I think they should teach domestic law in high school. I think everyone should know what kind of shit they’re in for if they decide to get married too quickly or start spawning kids willy-nilly. Custody battles, support complaints and drawn-out divorces are some of the most pathetic events you’ll see on this earth. People have an idea of this, of course, but I think it should be pounded down their throats at a young and impressionable age.
— Kristoffer V. Sargent · Oct 6, 05:59 PM · #
Interesting. Any chance you’d make that available on the web? Anonymously, perhaps, if you felt that need. (I don’t know what it’s like for lawyers to give the appearance of legal “advice” to the entire internet via a pamphlet. Maybe that’s bad? I don’t know.)

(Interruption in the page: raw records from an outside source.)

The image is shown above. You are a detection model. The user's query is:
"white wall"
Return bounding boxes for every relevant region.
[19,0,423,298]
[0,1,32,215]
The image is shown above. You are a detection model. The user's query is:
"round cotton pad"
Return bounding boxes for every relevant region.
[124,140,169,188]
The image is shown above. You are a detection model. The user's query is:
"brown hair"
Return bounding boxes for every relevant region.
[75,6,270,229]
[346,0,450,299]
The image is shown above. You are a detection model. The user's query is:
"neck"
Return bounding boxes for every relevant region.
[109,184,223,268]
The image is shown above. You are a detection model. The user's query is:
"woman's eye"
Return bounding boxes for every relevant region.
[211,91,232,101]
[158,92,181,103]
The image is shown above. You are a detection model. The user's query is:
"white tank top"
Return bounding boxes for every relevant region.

Protecting oneself from abuses of authority is one of those situations where the popular advice is contradictory – many people (predominantly white) suggest that you should vocally oppose these abuses as they happen; many others (predominantly minorities) suggest that only an idiot would do so, and that it is far better to simply sit (lie?) there and be abused, and then try to forget it ever happened.
Interesting thoughts, though, despite what you were afraid of.